Was verbirgt sich hinter dem Klimaschutzplan 2050?

Der Klimaschutzplan 2050 wurde bereits im November 2016 verabschiedet. Mit diesem will Deutschland seinen Teil zum Pariser Abkommen beitragen. Im Dezember 2015 hat die Staatengemeinschaft auf dem Klimagipfel in Paris festgelegt, die Erderwärmung auf deutlich unter zwei Grad Celsius gegenüber dem vorindustriellen Zeitalter zu begrenzen. Mittelfristiges Ziel des Klimaschutzplans 2050 ist es, die Treibhausgasemissionen in Deutschland bis 2030 um mindestens 55 Prozent gegenüber dem Niveau von 1990 zu senken. Bis 2050 soll Deutschland sogar weitgehend treibhausgasneutral wirtschaften.

Damit legt der Klimaschutzplan 2050 jedoch lediglich eine Grundlage. Konkrete Maßnahmenprogramme und Einzelmaßnahmen folgten mit dem Klimaschutzprogramm 2030.

 

 

Was sieht das Klimaschutzprogramm 2030 vor?

Im Oktober 2019 legte die Bundesregierung mit dem Klimaschutzprogramm 2030 einen konkreten Plan nach, mit dem die zuvor festgelegten Ziele erreicht werden sollen. Dieser sieht einen komplexen Maßnahmen-Katalog vor. Wir stellen einige der wichtigsten Punkte vor:

  • Herzstück des Plans ist eine neue CO2-Bepreisung, die ab 2021 gültig wird. Bisher gibt es eine solche Bepreisung bereits für die Energiewirtschaft und die energieintensive Industrie. Nun folgen die Bereiche Verkehr und Wärme. Die Einnahmen will die Bundesregierung in Klimaschutzmaßnahmen investieren oder in Form von Entlastungen und Fördermaßnahmen an die Bürge*innen zurückgeben.

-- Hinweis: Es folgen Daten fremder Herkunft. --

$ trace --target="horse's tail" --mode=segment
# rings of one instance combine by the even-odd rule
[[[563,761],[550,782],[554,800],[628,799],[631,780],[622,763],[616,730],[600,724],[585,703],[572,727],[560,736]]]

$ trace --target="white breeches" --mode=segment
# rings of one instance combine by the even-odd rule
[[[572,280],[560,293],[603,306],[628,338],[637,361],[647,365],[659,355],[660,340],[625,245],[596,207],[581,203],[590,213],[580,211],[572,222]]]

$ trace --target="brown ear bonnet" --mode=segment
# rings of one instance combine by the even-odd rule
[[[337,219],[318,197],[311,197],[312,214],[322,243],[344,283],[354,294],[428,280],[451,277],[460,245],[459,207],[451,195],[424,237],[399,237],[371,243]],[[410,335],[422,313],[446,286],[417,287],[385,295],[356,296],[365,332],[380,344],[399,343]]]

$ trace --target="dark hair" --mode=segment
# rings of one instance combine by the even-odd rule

  • Der Plan sieht außerdem einen schrittweisen Ausstieg aus der Kohleverstromung vor. Bis 2030 sollen Kohlekraftwerke nur noch 17 Gigawatt Strom produzieren - acht Jahre später soll der endgültige Ausstieg verwirklicht sein.

  • Je höher die Einnahmen aus der CO2-Bepreisung, desto mehr senkt die Regierung die Stromkosten. Diese und weitere Unterpunkte sieht der Klimaschutzplan vor, um die Bürger*innen aktiv zu entlasten. Ein weiteres Beispiel: Die Pauschale für Berufspendler*innen wird ab 2021 erhöht.

  • Durch verschiedene Förderungen will der Bund außerdem die Elektromobilität fördern. Dazu gehört auch der Ausbau von öffentlichen Ladesäulen - eine Million Ladepunkte sollen bis 2030 in Deutschland zur Verfügung stehen.

 

 

Bedeutung des Klimaschutzplans für Immobilien

Knapp 30 Prozent der CO2-Emissionen in Deutschland sind dem Gebäudesektor, inklusive Materialproduktion sowie Strom- und Wärmeversorgung, zuzuschreiben (Quelle: Bundesregierung). Nach dem Klimaschutzplan 2050 soll der Gebäudebestand daher bis 2050 nahezu klimaneutral werden. Bis zum Jahr 2030 ist geplant, die Emissionen um bis zu 67 Prozent zu reduzieren. Um diese Ziele zu erreichen, werden anspruchsvolle Neubaustandards, langfristige Sanierungsstrategien für den Gebäudebestand, wie auch die schrittweise Abkehr von fossilen Heizungssystemen benötigt.

So dürfen, nach Vorgabe der EU-Gebäudeeffizienzrichtlinie, ab 2021 nur noch Niedrigstenergiegebäude gebaut werden. Ziel ist es, eine hohe Energieeffizienz zu erreichen und den verbleibenden Energiebedarf möglichst mit erneuerbaren Energien zu decken. Bestandsgebäude sollen ebenfalls schrittweise zu einem klimaneutralen Gebäudebestand entwickelt werden. Die Bundesregierung setzt diese EU-Richtlinie mit dem Gebäudeenergiegesetz um, das am 01.11.2020 in Kraft tritt. Damit definiert sie den aktuellen Effizienz-Standard als Niedrigstenergie-Standard. Hilfreicher für das Klimaziel wäre ein deutlich höherer Standard gewesen, der jedoch nicht vor 2023 kommen wird.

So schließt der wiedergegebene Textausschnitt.